Correcting Kullback-Leibler divergence for size of datasets

Question

We have the following implementation of KLD:

import numpy as np
import pandas as pd
from scipy.stats import entropy


def KL_divergence(a, b):
    hist_a = np.histogram(a, bins=100, range=(0,1.0))[0]
    hist_b = np.histogram(b, bins=100, range=(0,1.0))[0]
    hist_b = np.where(hist_b == 0.0, 1e-6, hist_b)
    return entropy(hist_a, hist_b)

Which takes two datasets (with range 0-1), discretizes them into 100 equal bins, and calculates KLD on the resulting dataset.

In practice, this does not work at all, because this distance scales hugely with the size of the dataset (smaller dataset = larger distance). Here I wrote a simple script, that simulates many distributions of different sizes data (sizes 100, 1000, 10000), evaluates KLD, and plots each histogram. The "underlying probability" is an example distribution those datasets might follow.

import numpy as np
import pandas as pd
from scipy.stats import entropy
import matplotlib.pyplot as plt
%matplotlib inline


def KL_divergence(hist_a, hist_b):
    return entropy(hist_a, hist_b)

actual_bin_counts = np.array([7805,   436,   396,   456,   559,   809,  1139,  1928,  4618, 60948])
underlying_probability = actual_bin_counts / actual_bin_counts.sum()

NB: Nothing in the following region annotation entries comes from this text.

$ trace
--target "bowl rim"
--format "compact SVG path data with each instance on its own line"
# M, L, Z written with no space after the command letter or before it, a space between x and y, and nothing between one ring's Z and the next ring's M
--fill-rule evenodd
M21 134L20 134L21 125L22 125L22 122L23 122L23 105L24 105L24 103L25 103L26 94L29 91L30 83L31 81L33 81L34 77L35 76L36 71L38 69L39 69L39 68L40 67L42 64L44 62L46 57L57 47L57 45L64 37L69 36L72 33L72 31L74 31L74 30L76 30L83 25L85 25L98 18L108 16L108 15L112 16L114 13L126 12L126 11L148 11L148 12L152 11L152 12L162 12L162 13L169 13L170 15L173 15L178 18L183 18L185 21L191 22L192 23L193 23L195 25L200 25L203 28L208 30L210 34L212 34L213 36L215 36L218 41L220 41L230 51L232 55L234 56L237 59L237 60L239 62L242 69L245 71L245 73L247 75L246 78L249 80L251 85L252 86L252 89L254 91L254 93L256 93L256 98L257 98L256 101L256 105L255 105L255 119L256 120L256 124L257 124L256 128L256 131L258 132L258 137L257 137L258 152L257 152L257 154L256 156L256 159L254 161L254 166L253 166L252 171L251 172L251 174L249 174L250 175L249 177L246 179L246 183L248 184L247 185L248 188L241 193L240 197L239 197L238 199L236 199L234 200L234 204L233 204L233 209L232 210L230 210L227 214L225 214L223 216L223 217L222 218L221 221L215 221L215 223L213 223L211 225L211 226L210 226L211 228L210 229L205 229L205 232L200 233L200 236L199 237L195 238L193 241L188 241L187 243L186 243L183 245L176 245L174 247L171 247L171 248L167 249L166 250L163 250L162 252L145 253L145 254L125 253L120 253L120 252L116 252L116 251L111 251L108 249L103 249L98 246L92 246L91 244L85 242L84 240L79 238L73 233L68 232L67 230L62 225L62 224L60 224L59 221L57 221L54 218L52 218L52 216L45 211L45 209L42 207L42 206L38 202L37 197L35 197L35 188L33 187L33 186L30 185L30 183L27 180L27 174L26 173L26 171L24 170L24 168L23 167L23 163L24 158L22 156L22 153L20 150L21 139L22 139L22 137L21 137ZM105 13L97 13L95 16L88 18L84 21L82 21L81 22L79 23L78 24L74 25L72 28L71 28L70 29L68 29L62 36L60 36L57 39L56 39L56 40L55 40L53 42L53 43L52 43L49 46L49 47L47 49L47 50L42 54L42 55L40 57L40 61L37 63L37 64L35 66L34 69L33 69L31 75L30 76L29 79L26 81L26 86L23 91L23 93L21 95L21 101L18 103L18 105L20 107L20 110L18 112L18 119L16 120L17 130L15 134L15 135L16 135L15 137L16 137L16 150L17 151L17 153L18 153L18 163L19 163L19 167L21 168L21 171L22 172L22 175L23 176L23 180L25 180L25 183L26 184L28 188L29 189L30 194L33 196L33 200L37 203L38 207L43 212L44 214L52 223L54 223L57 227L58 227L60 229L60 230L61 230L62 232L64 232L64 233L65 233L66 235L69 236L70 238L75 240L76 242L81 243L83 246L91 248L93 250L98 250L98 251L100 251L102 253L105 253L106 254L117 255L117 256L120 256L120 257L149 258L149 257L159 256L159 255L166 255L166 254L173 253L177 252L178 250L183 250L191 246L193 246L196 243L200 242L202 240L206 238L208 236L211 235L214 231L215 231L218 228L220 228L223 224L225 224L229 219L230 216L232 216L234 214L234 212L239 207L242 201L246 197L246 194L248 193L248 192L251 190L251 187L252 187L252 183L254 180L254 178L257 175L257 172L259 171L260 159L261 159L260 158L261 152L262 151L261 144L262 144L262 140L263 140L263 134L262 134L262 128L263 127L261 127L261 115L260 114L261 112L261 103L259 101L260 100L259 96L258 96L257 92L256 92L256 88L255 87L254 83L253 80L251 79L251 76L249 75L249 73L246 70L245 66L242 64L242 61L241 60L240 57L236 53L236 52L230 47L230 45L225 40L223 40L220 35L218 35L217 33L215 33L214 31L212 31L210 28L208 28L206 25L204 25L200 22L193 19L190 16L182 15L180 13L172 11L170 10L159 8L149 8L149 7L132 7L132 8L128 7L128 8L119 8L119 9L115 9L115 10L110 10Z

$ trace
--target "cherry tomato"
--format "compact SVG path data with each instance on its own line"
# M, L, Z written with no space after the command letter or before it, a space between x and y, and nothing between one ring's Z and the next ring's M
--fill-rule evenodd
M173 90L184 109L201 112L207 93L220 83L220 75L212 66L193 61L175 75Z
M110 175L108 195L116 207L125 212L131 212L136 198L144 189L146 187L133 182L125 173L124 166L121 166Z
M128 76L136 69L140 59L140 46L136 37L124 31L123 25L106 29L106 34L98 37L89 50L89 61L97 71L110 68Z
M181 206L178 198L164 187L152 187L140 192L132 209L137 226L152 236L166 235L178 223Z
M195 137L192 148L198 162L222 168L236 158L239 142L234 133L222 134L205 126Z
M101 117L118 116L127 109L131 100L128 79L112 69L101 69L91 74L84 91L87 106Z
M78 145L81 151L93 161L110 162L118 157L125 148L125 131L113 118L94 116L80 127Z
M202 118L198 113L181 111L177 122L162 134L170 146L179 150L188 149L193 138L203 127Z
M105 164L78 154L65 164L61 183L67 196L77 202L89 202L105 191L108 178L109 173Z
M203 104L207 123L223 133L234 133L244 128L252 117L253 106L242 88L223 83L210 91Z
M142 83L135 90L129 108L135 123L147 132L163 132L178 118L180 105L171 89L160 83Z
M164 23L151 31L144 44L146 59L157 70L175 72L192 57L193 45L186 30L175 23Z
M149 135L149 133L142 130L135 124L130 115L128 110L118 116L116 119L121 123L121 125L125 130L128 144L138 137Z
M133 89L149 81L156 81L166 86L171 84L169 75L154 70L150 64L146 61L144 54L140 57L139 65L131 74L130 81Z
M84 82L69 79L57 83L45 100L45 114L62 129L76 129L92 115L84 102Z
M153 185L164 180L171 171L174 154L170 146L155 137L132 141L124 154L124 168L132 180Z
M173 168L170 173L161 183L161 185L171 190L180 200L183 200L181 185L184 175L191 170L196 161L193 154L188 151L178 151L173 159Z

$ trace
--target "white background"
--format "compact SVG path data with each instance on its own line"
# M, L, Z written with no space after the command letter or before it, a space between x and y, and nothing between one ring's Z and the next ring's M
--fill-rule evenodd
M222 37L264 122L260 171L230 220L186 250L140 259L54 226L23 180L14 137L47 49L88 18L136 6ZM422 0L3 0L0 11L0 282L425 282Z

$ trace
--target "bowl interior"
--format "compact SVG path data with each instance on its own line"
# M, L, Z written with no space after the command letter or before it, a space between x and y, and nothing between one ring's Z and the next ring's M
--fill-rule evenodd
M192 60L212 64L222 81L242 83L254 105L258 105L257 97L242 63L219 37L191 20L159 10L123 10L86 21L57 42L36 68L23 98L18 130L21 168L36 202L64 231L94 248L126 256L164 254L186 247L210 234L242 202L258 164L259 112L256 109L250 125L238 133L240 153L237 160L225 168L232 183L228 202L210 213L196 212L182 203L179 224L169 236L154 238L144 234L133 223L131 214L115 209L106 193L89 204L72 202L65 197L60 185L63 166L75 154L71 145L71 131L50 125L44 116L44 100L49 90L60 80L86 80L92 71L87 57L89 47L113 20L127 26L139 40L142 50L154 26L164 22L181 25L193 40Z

def generate_histogram(n_samples, true_probs = underlying_probability):
    uniform_random = np.random.uniform(0,1, size=n_samples)
    bins_counts = np.digitize(uniform_random, underlying_probability.cumsum())
    return np.unique(bins_counts, return_counts=True)[1]

distances_1000 = []
for repeat in range(10_000):
    try:
        sampled_a = generate_histogram(1000)
        sampled_b = generate_histogram(1000)
        distances_1000.append(KL_divergence(sampled_a, sampled_b))
    except:
        # we had a category with 9 bins. I don't care enough to fix it.
        pass

distances_10_000 = []
for repeat in range(10_000):
    try:
        sampled_a = generate_histogram(10_000)
        sampled_b = generate_histogram(10_000)
        distances_10_000.append(KL_divergence(sampled_a, sampled_b))
    except:
        # we had a category with 9 bins. I don't care enough to fix it.
        pass

distances_100_000 = []
for repeat in range(10_000):
    try:
        sampled_a = generate_histogram(100_000)
        sampled_b = generate_histogram(100_000)
        distances_100_000.append(KL_divergence(sampled_a, sampled_b))
    except:
        # we had a category with 9 bins. I don't care enough to fix it.
        pass

plt.xscale('log')
plt.hist(distances_1000, bins=100);
plt.hist(distances_10_000, bins=100);
plt.hist(distances_100_000, bins=100);

As you can see, while the underlying distributions are the same, the distances are incomparable. How do I correct for the size of the datasets?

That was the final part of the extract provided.